You know you’ve made it to the big leagues when the government decides to audit you, and that’s exactly what’s happened with the Medicaid telehealth program. The Health and Human Services Office of Inspector General recently added an investigation of the Medicaid telehealth program to its work plan, with a report due in fiscal year 2019. The audit was motivated by the surge in Medicaid telehealth claims and will look at whether the claims met Medicaid billing requirements.
An OIG audit is a positive step for telehealth providers, signaling that the program is a viable service, Nathaniel Lacktman, a health-care attorney with Foley & Lardner LLP in Tampa, Fla., told me. Medicaid telehealth is nearly universal, Lacktman said, with 48 out 50 states offering the service.

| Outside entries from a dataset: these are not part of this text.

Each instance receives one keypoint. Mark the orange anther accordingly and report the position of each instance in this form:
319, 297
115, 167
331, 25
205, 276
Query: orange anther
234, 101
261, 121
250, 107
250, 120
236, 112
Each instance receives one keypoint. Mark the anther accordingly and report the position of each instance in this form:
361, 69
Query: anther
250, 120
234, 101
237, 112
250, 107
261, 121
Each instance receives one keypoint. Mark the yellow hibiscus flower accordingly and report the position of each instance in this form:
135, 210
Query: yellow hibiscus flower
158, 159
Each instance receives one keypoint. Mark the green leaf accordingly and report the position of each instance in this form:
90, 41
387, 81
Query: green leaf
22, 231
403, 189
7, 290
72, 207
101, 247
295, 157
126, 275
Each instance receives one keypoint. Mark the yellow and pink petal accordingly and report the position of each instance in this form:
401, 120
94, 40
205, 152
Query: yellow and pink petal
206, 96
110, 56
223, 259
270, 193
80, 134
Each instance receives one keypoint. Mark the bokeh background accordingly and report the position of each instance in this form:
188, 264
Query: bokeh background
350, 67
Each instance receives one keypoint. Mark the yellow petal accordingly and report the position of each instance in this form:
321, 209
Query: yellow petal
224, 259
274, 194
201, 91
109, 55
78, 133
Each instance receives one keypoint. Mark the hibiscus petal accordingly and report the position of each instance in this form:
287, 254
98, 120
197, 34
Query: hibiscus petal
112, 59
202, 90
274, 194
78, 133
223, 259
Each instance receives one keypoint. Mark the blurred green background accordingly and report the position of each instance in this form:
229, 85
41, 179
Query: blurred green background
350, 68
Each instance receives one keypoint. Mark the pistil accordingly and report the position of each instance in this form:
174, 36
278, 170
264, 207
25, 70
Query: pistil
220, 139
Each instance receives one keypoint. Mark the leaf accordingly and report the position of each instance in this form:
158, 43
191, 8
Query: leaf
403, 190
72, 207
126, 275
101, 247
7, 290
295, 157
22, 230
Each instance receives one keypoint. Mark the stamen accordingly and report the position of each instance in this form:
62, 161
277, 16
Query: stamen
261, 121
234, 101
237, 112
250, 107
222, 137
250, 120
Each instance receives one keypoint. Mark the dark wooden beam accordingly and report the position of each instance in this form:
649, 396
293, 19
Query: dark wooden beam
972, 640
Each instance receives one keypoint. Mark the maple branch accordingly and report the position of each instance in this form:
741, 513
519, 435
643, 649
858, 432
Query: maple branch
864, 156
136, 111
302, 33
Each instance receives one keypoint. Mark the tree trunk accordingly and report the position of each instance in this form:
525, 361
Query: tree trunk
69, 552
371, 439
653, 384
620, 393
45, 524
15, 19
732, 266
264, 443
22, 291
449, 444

Telehealth has proven to be popular with patients, and can also help state Medicaid agencies cut costs, Lacktman said. Many state Medicaid agencies are currently paying for patient transportation to a provider for medical services, but a larger shift to telehealth would reduce that cost, as patients wouldn’t have to take as many trips, Lacktman said.
However, some obstacles remain for telehealth services, Lacktman said. For example, many hospitals have explored the idea of “off-shoring” their telehealth services, i.e. contracting with physicians who are based overseas. There’s a big incentive in these arrangements, as they can lower costs, but off-shore telehealth can’t be billed to Medicaid, Lacktman said.
Another potential stumbling block is the growth of text-based telehealth, where patients and doctors communicate via text messages or similar applications, Lacktman said. Many state Medicaid agencies require telehealth to include either a video or audio component, so the text-based arrangement may run into some trouble.